B | From Y Deddfau  Cyfreithiau yng Nhgymru (Laws in Wales Acts) 1536 and 1543:

“His Highness therefore of a singular Zeal, Love and Favour that he beareth towards his Subjects of his said Dominion of Wales, minding and intending to reduce them to the perfect Order, Notice and Knowledge of his Laws of this Realm, and utterly to extirp all and singular the sinister Usages and Customs differing from the same, and to bring the said Subjects of this his Realm, and of his said Dominion of Wales, to an amicable Concord and Unity…

“That his said Country or Dominion of Wales shall be, stand and continue for ever from henceforth incorporated, united and annexed to and with this his Realm of England.”

C | From the Union with England Act 1707:

“That the Two Kingdoms of Scotland and England shall… hereof and forever after be United into One Kingdom by the Name of Great Britain And that the Ensigns Armorial of the said United Kingdom be such as Her Majesty shall appoint and the Crosses of St Andrew and St George be conjoined in such manner as Her Majesty shall think fit and used in all Flags Banners Standards and Ensigns both at Sea and Land.

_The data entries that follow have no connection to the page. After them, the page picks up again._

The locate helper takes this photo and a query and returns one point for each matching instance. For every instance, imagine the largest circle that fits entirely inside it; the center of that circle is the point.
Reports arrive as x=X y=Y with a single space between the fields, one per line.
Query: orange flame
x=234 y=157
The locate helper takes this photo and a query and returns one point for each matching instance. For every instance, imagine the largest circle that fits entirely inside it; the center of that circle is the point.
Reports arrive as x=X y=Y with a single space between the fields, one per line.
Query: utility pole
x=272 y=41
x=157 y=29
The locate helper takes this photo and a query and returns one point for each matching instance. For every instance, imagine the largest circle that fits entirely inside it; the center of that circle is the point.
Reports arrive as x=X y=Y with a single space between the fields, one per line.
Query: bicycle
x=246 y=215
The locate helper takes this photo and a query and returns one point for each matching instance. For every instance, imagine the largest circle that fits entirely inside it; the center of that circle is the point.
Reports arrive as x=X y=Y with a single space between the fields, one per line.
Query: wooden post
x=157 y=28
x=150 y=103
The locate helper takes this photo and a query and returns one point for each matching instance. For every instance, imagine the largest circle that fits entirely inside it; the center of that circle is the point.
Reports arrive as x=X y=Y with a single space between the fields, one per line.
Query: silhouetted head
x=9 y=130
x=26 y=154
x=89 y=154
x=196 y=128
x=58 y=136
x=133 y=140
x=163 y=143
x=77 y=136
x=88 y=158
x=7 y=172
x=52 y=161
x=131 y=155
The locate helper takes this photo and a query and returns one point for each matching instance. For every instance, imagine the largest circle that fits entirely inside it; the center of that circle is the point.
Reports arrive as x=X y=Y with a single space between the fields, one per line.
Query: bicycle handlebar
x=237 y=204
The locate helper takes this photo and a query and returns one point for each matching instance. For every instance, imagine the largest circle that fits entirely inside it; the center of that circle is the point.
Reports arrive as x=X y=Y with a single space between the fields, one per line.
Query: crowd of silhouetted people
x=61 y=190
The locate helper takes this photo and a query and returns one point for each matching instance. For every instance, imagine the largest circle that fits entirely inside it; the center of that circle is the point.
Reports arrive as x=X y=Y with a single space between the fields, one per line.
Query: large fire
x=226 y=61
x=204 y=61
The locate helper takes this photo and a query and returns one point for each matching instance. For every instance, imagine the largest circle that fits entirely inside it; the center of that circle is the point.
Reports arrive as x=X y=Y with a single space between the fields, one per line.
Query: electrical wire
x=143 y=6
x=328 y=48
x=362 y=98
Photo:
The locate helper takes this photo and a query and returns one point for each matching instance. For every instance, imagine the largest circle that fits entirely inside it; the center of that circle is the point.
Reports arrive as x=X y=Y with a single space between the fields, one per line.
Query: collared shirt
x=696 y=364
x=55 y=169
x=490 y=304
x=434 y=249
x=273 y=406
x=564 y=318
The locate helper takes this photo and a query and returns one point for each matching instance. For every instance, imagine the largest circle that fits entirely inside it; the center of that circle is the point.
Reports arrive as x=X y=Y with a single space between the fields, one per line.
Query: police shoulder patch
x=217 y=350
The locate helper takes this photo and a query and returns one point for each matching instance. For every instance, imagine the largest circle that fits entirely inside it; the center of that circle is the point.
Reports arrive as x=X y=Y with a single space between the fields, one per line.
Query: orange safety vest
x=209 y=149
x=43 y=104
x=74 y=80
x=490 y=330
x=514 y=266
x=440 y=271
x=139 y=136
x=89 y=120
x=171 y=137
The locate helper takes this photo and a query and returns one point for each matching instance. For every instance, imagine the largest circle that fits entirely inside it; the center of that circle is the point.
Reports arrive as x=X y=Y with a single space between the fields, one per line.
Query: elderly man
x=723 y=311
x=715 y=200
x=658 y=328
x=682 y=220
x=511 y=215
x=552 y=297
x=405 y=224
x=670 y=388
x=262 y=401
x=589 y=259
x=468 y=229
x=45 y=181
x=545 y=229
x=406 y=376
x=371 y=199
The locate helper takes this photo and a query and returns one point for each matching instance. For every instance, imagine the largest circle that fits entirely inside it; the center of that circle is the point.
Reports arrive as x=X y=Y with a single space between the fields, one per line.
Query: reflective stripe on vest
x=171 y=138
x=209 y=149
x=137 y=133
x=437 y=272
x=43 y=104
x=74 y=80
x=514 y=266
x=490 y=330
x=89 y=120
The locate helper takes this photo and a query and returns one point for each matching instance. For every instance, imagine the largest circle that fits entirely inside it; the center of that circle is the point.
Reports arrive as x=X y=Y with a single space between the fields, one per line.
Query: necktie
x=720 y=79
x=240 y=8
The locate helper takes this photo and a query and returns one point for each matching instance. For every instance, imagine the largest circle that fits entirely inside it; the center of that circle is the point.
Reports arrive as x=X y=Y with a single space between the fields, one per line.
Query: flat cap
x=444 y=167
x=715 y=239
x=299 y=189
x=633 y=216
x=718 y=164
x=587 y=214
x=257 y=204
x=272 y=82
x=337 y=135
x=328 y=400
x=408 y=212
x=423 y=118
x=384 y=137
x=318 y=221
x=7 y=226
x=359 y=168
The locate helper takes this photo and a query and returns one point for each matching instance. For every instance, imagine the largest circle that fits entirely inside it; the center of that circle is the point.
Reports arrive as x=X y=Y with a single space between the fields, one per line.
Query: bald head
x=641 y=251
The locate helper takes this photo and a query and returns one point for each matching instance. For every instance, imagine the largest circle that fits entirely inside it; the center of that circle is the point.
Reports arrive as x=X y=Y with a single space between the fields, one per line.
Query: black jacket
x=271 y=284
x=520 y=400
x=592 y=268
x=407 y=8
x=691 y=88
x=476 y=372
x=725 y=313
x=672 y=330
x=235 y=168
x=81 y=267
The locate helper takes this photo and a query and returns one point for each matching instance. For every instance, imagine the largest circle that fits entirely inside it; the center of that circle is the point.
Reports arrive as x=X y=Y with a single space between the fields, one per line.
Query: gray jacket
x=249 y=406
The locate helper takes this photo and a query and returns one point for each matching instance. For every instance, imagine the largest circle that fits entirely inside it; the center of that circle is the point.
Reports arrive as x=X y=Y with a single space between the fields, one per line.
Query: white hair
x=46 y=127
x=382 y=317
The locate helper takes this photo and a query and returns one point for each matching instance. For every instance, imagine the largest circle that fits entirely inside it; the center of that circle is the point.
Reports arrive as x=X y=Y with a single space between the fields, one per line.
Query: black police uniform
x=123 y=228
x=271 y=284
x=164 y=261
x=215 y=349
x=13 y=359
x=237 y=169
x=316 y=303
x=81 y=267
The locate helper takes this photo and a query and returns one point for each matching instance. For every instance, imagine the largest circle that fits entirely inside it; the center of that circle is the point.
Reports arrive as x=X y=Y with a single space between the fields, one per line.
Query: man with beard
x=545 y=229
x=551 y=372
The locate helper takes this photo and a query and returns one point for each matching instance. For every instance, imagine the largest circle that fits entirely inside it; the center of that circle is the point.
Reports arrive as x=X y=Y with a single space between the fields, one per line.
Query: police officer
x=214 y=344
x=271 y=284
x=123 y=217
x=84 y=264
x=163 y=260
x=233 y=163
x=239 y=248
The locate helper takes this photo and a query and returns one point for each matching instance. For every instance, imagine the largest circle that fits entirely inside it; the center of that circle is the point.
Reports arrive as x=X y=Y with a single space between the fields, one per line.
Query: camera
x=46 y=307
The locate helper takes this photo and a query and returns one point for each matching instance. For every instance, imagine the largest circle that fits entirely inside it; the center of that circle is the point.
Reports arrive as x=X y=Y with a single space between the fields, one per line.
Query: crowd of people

“That the United Kingdom of Great Britain be Represented by one and the same Parliament to be stiled the Parliament of Great Britain.

“That all the Subjects of the United Kingdom of Great Britain shall from and after the Union have full Freedom and Intercourse of Trade and Navigation to and from any port or place within the said United Kingdom and the Dominions and Plantations thereunto belonging…

“That the Court of Session or Colledge of Justice do after the Union and notwithstanding thereof remain in all time coming within Scotland as it is now constituted by the Laws of that Kingdom.”

 D | From the Union with Ireland Act 1800:

“That Great Britain and Ireland shall... be united into one kingdom; and that the titles appertaining to the crown, &c. shall be such as his Majesty shall be pleased to appoint. That the United Kingdom be represented in one Parliament. That such Act as shall be passed in Ireland to regulate the mode of summoning and returning the lords and commoners to serve in the united Parliament of the United Kingdom, shall be considered as part of the treaty of union.”

E | From the Scotland Act 1998:

“There shall be a Scottish Parliament.”